Some dogs bite!
Minneapolis policymakers want more teeth in dog
laws
BY DENNIS GEISINGER
The
number and severity of recent dog attacks has some policy makers
putting more teeth in their laws applying to dangerous pets.
In the Twin Cities, six different cases of dogs
attacking people have resulted in serious injury in the past three
months.
Most recently, two young girls suffered bites
and puncture wounds after being chased by dogs in NE Minneapolis
on May 19. Five-year-old Elizabeth Marsolais was treated for 17
bites.
On April 23, 59-year-old Joanne Jungmann of
White Bear Lake was hospitalized for bites after she was attacked
by two pit bulls.
A 4-year-old girl from Minneapolis needed 13
staples in her head after a neighbor's pit bull attacked her April
20.
On April 14, 8-year-old DeVonta Prince from
Minneapolis was hospitalized after an attack by an Akita dog at
a school bus stop.
Local media published the grisly details of
an attack on a Minneapolis woman last March. Paula Ybarra was listed
in critical condition after being bitten by her neighbor's dogs,
an American bulldog and pit bull. Her throat and vocal cords were
torn and she spent weeks in the hospital.
According to a City of Minneapolis dog bite
fact sheet, dog bites have increased 37 percent over the last 10
years, totaling almost 4.5 million bites a year and costing society
about a billion dollars annually. Compiled data concludes that boys
between the ages of 5 and 9 are most at risk and that dog bites
account for more emergency room visits than playground injuries,
bike, moped, ATV, inline skating and skateboard injuries combined.
Minneapolis civil codes contain a test for designating
a pet as dangerous.The ordinance says that a "dangerous animal"
is any animal that, without provocation, inflicts substantial bodily
harm on a human being on public or private property; kills another
animal while off the owner's property; or has been found to be potentially
dangerous … after the owner has [been given] notice.
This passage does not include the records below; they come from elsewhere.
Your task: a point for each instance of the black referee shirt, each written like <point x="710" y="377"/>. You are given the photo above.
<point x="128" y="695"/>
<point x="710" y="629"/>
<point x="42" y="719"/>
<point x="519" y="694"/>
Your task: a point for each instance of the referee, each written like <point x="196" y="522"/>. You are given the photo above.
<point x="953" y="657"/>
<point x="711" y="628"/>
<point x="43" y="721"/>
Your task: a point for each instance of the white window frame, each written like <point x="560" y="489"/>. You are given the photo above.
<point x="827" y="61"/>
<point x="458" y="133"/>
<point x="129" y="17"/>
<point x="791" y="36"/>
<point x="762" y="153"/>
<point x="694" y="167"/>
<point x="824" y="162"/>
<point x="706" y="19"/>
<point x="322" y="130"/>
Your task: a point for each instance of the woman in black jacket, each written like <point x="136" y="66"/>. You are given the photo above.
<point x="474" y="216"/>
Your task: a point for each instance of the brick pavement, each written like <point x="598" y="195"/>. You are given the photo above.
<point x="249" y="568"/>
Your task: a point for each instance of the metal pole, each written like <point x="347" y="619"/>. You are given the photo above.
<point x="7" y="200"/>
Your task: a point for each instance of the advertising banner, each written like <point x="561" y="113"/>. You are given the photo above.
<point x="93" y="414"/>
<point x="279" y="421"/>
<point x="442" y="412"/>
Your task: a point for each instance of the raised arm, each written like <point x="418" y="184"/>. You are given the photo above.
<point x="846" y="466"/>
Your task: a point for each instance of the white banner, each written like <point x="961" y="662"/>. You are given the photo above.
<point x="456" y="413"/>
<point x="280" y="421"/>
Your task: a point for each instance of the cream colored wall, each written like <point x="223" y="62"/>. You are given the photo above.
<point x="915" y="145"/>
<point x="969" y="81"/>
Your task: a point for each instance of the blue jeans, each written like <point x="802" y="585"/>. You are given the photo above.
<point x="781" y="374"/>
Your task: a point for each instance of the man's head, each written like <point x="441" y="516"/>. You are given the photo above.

There
are fines and punitive licensing fees for those whose dogs have
been cited as dangerous.
The city has the right to destroy any dog that "has bitten
one or more persons on two or more occasions, or has caused serious
bodily injury or disfigurement to any person, or has engaged in
an attack on or exhibited unusually aggressive behavior," according
to the ordinance.
Minneapolis City Council Member Don Samuels
had sought to toughen up the dangerous animal ordinance even before
Ybarra's attack. Samuels is chair of the city's Council Committee
on Public Safety and Regulatory Services.
But the politics of pet loyalists have softened Samuel's stance
on dog euthanasia.
"Even council member Lisa Goodman is a
dog owner," said Samuels. He and Goodman have formed a work
group to explore over the next few months any changes to be made
in how dogs in Minneapolis are controlled.
"We have invited a wide variety of people
to give input," said Samuels. "Even dog owners. We don't
want to alienate those who are regulated by pet ordinances. We already
have a huge population of unlicensed dogs in the city," he
said.
Violent attacks on people by pets have been stirring debate since
the Diane Whipple case of 2001. In January of that year, two dogs
killed Diane Whipple of San Francisco in the hall of her apartment
building. Criminal charges ranging all the way to murder were filed
against the owners of the dogs and although they were found guilty
in March 2002, the appellate phase of the case will test the circumstances
under which a dog owner should be found guilty of murder when their
dog kills. Appeals could stretch on for years, according to attorneys
familiar with the case.
This spring has been a deadly season for dog
attacks all across America. During the month of May four people
died from dog attacks.
A 90-year-old man in San Antonio was killed
by two pit bulls that broke into his home. In Memphis, a 59-year-old
man died from complications of injuries from an earlier attack by
pit bulls. A Doberman Pinscher and a German Shepherd mauled a 96-year-old
woman from El Paso to death as she was feeding them. A 3-year-old
boy died on Tuesday after dogs at Hunter Army Airfield in Georgia
attacked him.
A law sent to the governor of Texas by its state
legislature on Tuesday makes dog owners whose pets attack people
subject to a third-degree felony with possible prison time of two
to 10 years and a possible $10,000 fine. If the victim dies, the
charge could become a second-degree felony, punishable by up to
20 years in prison.
Another "dangerous dog" law passed
in this year's Tennessee legislature imposes liability on dog owners
whose pets cause injury regardless of whether the dog had any past
record or whether the owner knew of the dog's viciousness.